3.1.8  Die Beschwerdegegnerin ersuchte die Beschwerdeführerin am 28. Juli 2021, sie solle erläutern, wie ein anrechenbarer Arbeitsausfall entstehen könne, wenn der Umsatz im Juni 2021 ungefähr dem Median aller Umsätze des Jahres 2019 entspreche (AWA-Nr. 12). Die Beschwerdeführerin erwiderte am 11. August 2021, sie habe im Juni 2019 einen Umsatz von CHF 46'881.00 und im Juni 2021 von CHF 39'500.00 erzielt. Als Unternehmen schaue man nicht einen einzelnen Monat an, sondern eine längere Zeitspanne. Die Stelle des Mitarbeiters C.___ sei erst im September 2019 von 25 % auf 100 % aufgestockt worden, dies in Unkenntnis der kommenden Ereignisse (AWA-Nr. 13).

 

Auf die Nachfrage der Beschwerdegegnerin vom 17. August 2021 hin erklärte die Beschwerdeführerin gleichentags, als man das Pensum des Mitarbeiters im September 2019 auf 100 % erhöht habe, sei genügend Arbeit vorhanden gewesen. Eine vollständige Auslastung dieses Mitarbeiters erfordere einen Umsatz von durchschnittlich CHF 60'000.00 pro Monat. Zur Vereinfachung habe man bei ihm immer eine Arbeitszeit von 1,5 Stunden aufgeschrieben (AWA-Nr. 14).

 

3.2     Zwischen den Parteien ist streitig, ob die Arbeitsausfälle, welche die Beschwerdeführerin geltend macht, in einem Zusammenhang mit der Coronapandemie resp. den damit einhergehenden Massnahmen stehen.

 

3.2.1  Die Beschwerdegegnerin hält dafür, der Betrieb der Beschwerdeführerin sei gar nie Gegenstand von behördlichen Massnahmen im Zusammenhang mit der Pandemie gewesen. Dies ist zutreffend. Mit der Ausrufung der «ausserordentlichen Lage» am 16. März 2020 mussten zwar alle Läden (ausser Lebensmittelgeschäften), Gastronomiebetriebe sowie Unterhaltungs- und Freizeitbetriebe schliessen (s. unter Chronologie der Reaktionen und Massnahmen infolge der COVID-19-Pandemie in der Schweiz – Wikipedia).

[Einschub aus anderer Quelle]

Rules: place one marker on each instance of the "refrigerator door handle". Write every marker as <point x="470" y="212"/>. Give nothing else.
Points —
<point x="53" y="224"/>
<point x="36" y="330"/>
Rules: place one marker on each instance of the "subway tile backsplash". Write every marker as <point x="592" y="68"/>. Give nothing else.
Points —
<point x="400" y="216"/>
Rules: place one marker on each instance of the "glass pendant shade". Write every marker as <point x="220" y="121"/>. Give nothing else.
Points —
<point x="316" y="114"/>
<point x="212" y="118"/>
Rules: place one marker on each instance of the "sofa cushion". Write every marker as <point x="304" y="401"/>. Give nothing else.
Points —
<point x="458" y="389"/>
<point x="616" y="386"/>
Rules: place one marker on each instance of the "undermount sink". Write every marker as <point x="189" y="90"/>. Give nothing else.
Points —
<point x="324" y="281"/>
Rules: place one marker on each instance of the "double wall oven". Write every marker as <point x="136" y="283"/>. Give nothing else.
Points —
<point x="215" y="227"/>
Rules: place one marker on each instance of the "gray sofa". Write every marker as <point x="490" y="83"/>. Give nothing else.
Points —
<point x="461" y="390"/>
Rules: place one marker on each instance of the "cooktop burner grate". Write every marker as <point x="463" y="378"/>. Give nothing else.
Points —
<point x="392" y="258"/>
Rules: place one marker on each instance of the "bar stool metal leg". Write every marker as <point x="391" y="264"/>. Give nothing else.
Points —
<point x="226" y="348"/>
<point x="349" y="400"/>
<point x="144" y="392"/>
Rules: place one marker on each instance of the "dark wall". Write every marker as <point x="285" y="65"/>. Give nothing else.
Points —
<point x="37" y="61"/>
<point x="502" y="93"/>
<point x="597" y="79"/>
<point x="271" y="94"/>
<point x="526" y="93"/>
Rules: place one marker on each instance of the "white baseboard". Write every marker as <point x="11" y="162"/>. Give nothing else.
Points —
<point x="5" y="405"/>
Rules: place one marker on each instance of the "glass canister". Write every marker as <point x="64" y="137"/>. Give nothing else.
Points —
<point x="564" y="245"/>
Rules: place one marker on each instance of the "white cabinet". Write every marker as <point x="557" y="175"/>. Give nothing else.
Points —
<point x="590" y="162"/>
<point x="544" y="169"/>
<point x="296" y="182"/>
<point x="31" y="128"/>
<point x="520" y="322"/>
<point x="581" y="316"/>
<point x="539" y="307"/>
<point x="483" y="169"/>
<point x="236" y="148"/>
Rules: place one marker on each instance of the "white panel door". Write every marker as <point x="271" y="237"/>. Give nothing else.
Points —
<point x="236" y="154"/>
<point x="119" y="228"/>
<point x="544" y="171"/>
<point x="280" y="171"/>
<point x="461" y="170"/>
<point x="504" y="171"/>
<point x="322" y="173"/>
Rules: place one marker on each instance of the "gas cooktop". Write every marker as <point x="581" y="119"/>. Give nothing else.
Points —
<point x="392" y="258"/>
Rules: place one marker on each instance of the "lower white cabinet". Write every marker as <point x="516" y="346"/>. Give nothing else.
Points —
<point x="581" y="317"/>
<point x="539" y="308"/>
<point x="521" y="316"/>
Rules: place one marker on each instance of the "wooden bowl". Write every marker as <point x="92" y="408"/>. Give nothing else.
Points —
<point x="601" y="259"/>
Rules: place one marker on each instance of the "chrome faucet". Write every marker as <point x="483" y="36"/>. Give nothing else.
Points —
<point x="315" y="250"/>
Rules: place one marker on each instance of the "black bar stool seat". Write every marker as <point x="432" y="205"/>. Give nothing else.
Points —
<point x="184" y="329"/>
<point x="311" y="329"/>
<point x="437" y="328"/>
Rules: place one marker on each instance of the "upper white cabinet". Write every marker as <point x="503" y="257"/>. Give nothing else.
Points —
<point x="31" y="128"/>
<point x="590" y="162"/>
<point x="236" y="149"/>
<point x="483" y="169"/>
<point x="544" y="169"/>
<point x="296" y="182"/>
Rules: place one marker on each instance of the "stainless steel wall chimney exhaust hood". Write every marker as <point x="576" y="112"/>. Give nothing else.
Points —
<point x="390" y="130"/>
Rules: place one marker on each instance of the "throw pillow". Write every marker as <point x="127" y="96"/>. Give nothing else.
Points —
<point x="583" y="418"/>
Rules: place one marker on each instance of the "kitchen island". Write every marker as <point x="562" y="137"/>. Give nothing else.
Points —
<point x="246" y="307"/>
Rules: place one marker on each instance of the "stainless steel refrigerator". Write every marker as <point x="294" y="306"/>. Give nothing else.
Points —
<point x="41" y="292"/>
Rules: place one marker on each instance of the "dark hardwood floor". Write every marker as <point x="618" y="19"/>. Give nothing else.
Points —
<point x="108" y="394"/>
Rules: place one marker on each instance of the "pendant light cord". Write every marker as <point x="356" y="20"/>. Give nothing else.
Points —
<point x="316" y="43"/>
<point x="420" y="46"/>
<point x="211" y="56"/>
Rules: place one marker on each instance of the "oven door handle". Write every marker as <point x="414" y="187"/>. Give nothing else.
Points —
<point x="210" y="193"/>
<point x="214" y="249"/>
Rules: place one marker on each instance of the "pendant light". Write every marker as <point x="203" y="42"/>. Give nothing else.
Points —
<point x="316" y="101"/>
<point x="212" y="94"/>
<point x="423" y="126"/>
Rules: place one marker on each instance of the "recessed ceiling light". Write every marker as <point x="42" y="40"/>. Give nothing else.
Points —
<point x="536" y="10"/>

Die Beschwerdeführerin, welche als Zwischenhändlerin Industriebetriebe mit Verpackungsmaterial belieferte, war indes (ebenso wie ihre Kunden) nicht selber von einer Schliessung betroffen, sondern konnte ihrer Tätigkeit grundsätzlich weiterhin nachgehen. Sie wendet ein, der Arbeitnehmer C.___ sei nach der Auslagerung der Spedition und Materiallagerung im ersten Halbjahr 2019 in erster Linie mit computergestützten Arbeiten und der Verkaufsberatung beschäftigt gewesen. Letzteres habe wegen der Home Office-Pflicht nicht mehr physisch stattfinden können und sei zunächst brachgelegen (A.S. 38 f. Ziff. 2 unten). Die Beschwerdeführerin hatte denn auch für April 2020 einen Arbeitsausfall von 100 % geltend gemacht (E. II. 3.1.1 hiervor). Sollte sie aber tatsächlich den Betrieb ganz geschlossen haben, so ist ihr zu entgegnen, dass dies trotz des Lockdowns nicht notwendig gewesen wäre. Einerseits wurde die Home Office-Pflicht, auf welche die Beschwerdeführerin sich bezieht, erst per 18. Januar 2021 eingeführt (s. unter Chronologie der Reaktionen und Massnahmen infolge der COVID-19-Pandemie in der Schweiz – Wikipedia), also rund zehn Monate nach der ersten Voranmeldung von Kurzarbeit. Andererseits ist kein Grund ersichtlich, der gegen Verkaufsberatungen per Telefon Videokonferenz gesprochen hätte. Die Beschwerdeführerin legt nirgends dar, dass ein solches Vorgehen unmöglich nicht praktikabel gewesen wäre. Im Übrigen bewirkte die Einführung der Home Office-Pflicht im Januar 2021 dann keineswegs, dass sich der geltend gemachte Arbeitsausfall in der Folge markant erhöht hätte (s. E. II. 3.1.3 - 3.1.5 hiervor), was darauf hindeutet, dass die Home Office-Pflicht den Betrieb der Beschwerdeführerin nicht spürbar tangierte.

 

3.2.2  Die Beschwerdeführerin macht weiter geltend, ihr Geschäft habe unter den pandemiebedingten Lieferengpässen gelitten. Sie verweist dazu auf verschiedene Dokumente (s. Beilagen vom 30. November 2021, unter AWA-Nr. 2):

a)    Bestellung 00122 vom 24. Januar 2020 bei der Firma D.___ (Beilage Nr. 6a): Die Foliensäcke und Luftpolsterbeutel sollten bis 14. Februar 2020 lieferbar sein. Die Beschwerdeführerin verkaufte diese Ware sodann am 11. März 2020 an die E.___ AG weiter (Nr. 6b).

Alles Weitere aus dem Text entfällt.